Rocco Buttiglione oder: Welches Führungspersonal wollen wir in Europa?

Ist Kanzler Schröders heutiger Gast der Absteiger des Monats? Im Sommer war ganz Europa voll des Lobs über José Manuel Barroso, weil er in Rekordzeit und ohne öffentlichen Lärm die neue EU-Kommission zusammen hatte. Doch seit Tagen wird er, wo er auftritt, nur eines gefragt: Ob er am umstrittenen Italiener Rocco Buttiglione als Kommissar für Innen- und Justizpolitik festhält. Der Rechtskonservative hatte Homosexualität als „Sünde“ bezeichnet und allein erziehende Frauen als schlechte Mütter beschimpft. Ein Ausschuss des EU-Parlaments hat ihm nach der Anhörung das Misstrauen ausgesprochen. Wird Kommissionspräsident Barroso nun seine Mannschaft oder den Ressortzuschnitt ändern, um ein Scheitern bei der Abstimmung im EU-Parlament zu vermeiden?

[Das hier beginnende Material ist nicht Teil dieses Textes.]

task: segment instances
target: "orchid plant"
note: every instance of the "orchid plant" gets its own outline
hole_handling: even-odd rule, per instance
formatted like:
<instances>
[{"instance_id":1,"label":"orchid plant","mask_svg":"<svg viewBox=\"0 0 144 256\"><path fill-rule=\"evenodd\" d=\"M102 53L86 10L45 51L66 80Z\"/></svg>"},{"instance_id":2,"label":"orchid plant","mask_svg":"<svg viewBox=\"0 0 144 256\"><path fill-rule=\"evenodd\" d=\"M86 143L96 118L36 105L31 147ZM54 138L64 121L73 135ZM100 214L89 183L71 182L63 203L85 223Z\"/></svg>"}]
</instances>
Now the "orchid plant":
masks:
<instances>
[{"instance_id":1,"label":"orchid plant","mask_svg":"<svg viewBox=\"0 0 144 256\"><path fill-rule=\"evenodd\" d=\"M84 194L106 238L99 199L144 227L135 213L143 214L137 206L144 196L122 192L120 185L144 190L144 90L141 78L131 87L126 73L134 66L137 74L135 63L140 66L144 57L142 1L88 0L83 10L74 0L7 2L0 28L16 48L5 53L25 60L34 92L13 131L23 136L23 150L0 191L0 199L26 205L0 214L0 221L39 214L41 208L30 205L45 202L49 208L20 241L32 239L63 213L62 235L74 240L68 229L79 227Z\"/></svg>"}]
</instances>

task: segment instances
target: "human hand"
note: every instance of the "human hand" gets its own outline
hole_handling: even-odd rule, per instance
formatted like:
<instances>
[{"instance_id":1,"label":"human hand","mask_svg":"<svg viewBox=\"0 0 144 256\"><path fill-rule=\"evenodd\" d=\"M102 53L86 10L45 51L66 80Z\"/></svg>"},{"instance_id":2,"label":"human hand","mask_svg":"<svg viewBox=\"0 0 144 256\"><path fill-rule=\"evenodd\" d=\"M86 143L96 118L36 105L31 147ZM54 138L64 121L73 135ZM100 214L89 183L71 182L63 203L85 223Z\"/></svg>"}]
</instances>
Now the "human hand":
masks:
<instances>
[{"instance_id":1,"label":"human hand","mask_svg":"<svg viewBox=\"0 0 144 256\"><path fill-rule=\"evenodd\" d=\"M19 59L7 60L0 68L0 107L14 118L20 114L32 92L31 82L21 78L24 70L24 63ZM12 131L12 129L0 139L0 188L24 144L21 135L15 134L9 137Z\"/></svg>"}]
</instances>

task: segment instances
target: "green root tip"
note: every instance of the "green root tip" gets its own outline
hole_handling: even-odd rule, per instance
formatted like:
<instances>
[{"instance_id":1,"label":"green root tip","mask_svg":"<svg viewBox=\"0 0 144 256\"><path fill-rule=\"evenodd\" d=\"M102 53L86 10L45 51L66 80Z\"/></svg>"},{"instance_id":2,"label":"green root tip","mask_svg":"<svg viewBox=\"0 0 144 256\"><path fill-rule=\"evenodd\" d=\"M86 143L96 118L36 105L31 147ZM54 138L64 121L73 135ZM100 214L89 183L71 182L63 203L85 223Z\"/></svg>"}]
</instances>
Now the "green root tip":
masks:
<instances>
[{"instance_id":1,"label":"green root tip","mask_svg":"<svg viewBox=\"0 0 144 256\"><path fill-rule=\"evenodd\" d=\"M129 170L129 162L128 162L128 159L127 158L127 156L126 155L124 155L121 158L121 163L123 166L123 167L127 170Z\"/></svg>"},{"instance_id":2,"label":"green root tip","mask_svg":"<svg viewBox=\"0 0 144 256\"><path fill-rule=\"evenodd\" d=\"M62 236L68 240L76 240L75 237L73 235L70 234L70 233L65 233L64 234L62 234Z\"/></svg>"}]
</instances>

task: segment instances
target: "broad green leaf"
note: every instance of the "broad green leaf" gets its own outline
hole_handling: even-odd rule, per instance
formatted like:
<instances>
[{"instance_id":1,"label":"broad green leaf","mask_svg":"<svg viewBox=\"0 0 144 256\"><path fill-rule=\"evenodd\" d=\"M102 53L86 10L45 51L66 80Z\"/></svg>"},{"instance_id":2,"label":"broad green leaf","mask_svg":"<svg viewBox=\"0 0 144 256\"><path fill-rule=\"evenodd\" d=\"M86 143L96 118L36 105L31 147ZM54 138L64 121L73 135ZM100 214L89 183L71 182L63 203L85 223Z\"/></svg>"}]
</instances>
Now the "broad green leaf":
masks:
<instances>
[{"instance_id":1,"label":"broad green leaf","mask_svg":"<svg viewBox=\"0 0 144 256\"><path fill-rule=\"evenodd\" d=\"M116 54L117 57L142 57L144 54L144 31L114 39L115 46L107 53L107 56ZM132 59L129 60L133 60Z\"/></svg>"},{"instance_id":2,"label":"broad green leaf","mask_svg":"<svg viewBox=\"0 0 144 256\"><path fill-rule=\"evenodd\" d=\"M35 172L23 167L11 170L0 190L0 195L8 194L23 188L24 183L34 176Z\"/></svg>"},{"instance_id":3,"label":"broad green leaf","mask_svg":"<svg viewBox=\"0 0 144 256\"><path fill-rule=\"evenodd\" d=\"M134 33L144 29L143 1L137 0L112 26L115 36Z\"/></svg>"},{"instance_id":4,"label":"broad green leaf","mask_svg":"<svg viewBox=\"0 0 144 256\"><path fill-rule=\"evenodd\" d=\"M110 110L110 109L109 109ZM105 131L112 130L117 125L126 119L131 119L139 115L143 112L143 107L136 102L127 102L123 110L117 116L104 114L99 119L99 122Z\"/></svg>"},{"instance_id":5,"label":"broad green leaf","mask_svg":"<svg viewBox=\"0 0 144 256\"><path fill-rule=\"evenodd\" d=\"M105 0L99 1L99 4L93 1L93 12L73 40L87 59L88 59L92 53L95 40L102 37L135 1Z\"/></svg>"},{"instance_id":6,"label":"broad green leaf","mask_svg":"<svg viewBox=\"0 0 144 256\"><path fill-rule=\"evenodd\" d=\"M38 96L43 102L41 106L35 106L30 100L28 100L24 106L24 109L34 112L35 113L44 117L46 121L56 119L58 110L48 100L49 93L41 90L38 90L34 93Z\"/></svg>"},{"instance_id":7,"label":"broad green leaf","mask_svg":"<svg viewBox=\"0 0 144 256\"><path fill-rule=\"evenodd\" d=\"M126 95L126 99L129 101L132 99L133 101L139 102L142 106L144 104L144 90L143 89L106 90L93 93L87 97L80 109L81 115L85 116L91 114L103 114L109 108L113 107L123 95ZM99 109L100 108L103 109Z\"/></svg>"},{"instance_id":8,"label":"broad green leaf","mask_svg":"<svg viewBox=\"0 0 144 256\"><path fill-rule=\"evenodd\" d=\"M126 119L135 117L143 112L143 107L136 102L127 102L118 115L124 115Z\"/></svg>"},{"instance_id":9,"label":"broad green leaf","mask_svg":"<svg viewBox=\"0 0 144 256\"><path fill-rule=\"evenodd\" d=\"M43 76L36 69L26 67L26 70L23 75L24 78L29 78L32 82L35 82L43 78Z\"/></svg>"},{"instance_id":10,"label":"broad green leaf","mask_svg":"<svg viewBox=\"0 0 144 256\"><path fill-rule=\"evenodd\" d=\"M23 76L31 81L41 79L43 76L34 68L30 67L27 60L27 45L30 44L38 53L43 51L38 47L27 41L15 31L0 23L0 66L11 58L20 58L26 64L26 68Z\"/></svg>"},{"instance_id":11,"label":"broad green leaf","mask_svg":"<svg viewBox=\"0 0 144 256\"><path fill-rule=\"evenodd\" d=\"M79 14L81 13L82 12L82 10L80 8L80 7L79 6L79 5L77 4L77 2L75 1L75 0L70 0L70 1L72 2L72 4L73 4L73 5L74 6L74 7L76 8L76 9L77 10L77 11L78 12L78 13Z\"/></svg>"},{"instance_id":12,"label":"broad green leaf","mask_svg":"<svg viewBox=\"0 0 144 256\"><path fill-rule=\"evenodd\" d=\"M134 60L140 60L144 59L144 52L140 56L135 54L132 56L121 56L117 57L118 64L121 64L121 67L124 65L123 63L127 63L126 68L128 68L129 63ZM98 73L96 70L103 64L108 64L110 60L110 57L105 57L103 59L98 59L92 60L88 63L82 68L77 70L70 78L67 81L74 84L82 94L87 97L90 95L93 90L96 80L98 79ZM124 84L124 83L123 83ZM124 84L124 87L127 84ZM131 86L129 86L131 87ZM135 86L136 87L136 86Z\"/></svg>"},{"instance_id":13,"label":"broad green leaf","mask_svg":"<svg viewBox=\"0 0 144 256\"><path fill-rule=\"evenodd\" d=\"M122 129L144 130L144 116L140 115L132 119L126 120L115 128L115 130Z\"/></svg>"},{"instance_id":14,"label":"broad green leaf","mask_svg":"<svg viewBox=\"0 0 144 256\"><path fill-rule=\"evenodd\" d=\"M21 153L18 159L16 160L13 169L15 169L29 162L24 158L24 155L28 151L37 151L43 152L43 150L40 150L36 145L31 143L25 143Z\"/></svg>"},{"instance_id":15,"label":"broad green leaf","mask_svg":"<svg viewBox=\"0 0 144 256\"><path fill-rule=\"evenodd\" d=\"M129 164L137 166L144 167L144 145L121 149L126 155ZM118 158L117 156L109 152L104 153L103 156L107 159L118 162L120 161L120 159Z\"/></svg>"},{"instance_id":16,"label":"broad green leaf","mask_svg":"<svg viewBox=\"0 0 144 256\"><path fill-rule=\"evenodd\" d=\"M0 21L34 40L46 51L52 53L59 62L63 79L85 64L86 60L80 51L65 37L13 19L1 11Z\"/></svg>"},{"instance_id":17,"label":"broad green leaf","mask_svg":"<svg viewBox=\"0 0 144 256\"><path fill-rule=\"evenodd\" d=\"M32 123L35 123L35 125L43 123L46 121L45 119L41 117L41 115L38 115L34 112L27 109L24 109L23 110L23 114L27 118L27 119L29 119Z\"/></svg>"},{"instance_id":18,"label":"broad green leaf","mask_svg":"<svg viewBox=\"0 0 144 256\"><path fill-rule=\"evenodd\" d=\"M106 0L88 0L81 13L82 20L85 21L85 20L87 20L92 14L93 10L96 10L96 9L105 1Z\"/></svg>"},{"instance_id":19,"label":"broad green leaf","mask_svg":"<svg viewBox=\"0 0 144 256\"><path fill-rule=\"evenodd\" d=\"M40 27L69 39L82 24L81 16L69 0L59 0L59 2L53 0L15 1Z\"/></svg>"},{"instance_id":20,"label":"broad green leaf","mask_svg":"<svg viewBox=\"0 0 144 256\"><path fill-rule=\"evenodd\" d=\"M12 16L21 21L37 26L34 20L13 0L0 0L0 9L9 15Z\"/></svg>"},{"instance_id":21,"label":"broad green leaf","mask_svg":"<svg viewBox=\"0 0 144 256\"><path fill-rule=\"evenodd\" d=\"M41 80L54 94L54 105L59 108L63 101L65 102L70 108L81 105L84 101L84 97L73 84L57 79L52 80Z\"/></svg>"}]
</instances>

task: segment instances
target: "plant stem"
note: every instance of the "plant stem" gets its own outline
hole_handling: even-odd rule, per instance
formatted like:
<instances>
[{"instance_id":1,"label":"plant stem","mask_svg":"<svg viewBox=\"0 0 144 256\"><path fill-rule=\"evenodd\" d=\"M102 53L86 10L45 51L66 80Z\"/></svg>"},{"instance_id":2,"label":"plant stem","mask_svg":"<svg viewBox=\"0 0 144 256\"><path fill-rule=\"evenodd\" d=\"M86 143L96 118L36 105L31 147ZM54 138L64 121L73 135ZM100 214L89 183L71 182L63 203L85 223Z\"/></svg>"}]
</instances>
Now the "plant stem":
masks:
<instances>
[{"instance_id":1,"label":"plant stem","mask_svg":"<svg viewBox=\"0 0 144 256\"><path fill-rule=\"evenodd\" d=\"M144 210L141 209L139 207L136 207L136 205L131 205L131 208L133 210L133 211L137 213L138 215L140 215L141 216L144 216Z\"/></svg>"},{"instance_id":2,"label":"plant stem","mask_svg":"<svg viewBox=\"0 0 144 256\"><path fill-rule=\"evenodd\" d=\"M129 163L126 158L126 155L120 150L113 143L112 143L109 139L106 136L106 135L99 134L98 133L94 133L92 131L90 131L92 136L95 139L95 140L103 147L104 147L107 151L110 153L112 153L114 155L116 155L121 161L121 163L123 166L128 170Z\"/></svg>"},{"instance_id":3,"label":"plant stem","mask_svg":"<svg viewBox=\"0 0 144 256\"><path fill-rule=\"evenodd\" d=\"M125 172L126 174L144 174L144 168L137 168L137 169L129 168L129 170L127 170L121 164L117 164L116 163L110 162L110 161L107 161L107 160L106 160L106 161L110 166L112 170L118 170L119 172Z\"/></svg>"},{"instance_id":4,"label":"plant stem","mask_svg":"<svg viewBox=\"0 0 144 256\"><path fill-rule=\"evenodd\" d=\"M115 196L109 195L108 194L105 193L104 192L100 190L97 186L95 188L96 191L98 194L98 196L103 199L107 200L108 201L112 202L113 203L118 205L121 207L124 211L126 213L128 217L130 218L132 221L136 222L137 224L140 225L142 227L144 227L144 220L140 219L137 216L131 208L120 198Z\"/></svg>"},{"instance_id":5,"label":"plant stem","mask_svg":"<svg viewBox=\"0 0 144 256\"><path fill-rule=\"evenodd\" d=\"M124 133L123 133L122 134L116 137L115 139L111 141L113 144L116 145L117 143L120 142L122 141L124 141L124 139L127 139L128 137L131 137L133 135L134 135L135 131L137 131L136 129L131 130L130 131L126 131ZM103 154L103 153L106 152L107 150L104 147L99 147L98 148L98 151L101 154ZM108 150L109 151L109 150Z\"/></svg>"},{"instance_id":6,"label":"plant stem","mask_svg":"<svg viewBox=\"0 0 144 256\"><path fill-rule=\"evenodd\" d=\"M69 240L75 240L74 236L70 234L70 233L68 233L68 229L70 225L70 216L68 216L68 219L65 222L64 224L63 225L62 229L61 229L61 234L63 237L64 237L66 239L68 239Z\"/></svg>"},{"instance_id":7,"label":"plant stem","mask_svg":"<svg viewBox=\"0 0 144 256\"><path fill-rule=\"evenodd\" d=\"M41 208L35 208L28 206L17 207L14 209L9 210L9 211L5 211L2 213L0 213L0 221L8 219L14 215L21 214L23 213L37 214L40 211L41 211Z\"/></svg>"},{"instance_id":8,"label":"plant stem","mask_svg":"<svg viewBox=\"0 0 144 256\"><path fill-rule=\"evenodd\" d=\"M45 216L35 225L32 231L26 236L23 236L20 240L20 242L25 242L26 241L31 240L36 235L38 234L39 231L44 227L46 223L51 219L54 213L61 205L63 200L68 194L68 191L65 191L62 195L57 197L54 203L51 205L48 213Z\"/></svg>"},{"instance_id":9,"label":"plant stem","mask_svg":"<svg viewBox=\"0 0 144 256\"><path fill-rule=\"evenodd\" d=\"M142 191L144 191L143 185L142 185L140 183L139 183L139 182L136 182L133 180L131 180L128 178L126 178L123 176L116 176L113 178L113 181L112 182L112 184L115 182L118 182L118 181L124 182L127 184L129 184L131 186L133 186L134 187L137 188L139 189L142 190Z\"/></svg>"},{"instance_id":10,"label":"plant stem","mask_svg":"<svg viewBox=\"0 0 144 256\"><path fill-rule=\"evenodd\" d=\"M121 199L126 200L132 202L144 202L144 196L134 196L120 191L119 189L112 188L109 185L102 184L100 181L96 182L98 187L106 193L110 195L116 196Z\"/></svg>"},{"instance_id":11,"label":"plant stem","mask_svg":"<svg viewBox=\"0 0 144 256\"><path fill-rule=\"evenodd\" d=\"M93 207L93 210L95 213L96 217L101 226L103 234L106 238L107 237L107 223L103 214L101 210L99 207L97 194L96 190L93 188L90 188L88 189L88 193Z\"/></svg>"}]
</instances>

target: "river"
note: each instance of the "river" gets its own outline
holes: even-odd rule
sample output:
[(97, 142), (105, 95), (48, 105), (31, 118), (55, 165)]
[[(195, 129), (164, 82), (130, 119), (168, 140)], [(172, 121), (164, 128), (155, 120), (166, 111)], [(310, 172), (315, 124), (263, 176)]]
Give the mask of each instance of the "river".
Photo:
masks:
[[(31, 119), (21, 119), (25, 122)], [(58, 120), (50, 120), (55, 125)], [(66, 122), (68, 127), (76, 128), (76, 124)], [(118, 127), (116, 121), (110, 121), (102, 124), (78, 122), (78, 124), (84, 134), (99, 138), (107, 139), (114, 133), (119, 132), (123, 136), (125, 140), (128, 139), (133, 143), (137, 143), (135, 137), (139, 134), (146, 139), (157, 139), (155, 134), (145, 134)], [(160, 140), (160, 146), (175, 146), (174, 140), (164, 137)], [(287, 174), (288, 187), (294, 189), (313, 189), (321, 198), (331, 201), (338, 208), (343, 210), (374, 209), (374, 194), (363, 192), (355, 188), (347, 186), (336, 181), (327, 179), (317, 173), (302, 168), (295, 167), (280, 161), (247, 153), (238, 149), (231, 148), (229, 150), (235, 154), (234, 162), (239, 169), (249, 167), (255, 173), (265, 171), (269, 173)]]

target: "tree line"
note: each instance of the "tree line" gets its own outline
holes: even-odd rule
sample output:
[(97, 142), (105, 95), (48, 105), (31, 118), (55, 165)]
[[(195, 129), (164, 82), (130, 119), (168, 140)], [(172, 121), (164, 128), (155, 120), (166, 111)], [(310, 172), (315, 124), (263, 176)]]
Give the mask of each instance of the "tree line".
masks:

Die Angelegenheit ist komplizierter, als sie in Deutschland meist erzählt wird. Und mit ihr verbinden sich sehr grundsätzliche Fragen: Zu welchen Werten darf, zu welchen Werten muss Europas Führungspersonal stehen? Müssen private Überzeugungen und politisches Handeln übereinstimmen? Wie versöhnen wir die unterschiedlichen Wertvorstellungen von 25 Nationen mit verschiedener Kultur, Geschichte, Religion?

Keine Frage, was Buttiglione von sich gibt, klingt für die meisten Deutschen jenseits des Tolerablen. Er hat aber bei den Anhörungen zwei wichtige Unterscheidungen gemacht. Er trennt, erstens, zwischen privaten Überzeugungen und seiner Verantwortung als Politiker. Und, zweitens, zwischen einer Moral, die er aus seinem Glauben ableitet, und den (viel liberaleren) Gesetzen, die er jederzeit verteidigen würde. „Der Staat hat kein Recht, sich in diese Dinge einzumischen“ – auch dieser Satz stammt von ihm.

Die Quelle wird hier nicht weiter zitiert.